Propos de peintre, première série: de David à Degas: Ingres, David, Manet, Degas, Renoir, Cézanne, Whistler, Fantin-Latour, Ricard, Conder, Beardsley, etc. Préface par Marcel Proust
QUELQUES MOTS SUR INGRES
Pour la Revue de Paris.
En rentrant d'Italie après un assez long séjour d'études à Rome et à Florence, je trouve à Paris une petite exposition de peintures et de dessins d'Ingres. Le nom de Ingres, avec celui de Corot, m'a poursuivi pendant ces derniers mois dans l'enchantement des visites aux musées et les promenades dans la campagne et les villes d'Italie.

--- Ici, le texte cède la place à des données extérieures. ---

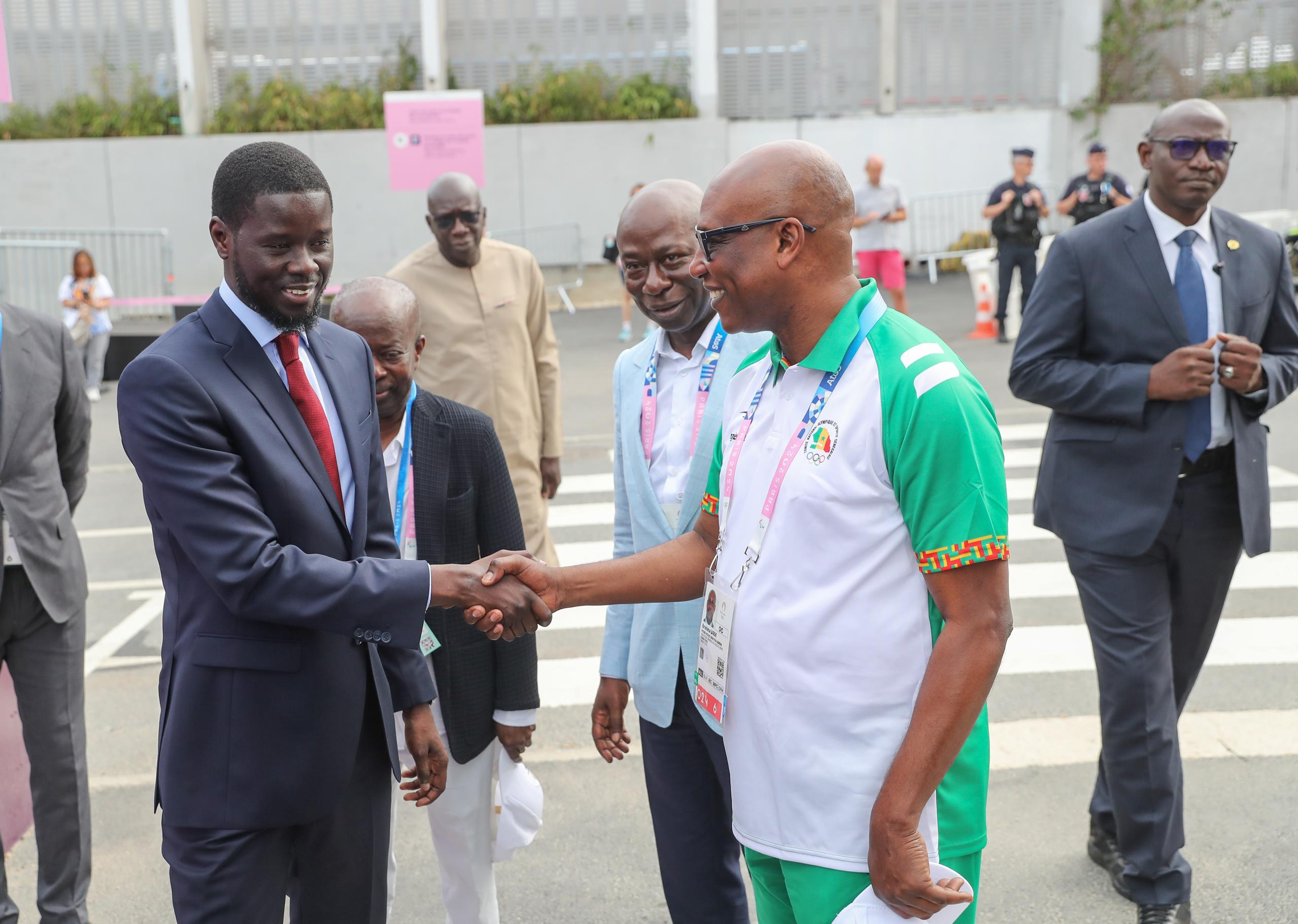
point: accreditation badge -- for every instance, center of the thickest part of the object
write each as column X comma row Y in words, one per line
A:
column 427, row 642
column 714, row 638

Pour un Français de mon âge, un peu du plaisir toujours nouveau qu'offre cette terre de beauté et de joie, est dû au souvenir de conversations, de récits familiaux où certains noms de poètes, de romanciers, d'artistes depuis longtemps morts, revenaient sans cesse. Quant à moi, je ne puis songer à Rome, sans qu'aussitôt la figure de M. Ingres m'apparaisse, entre Corot et Stendhal.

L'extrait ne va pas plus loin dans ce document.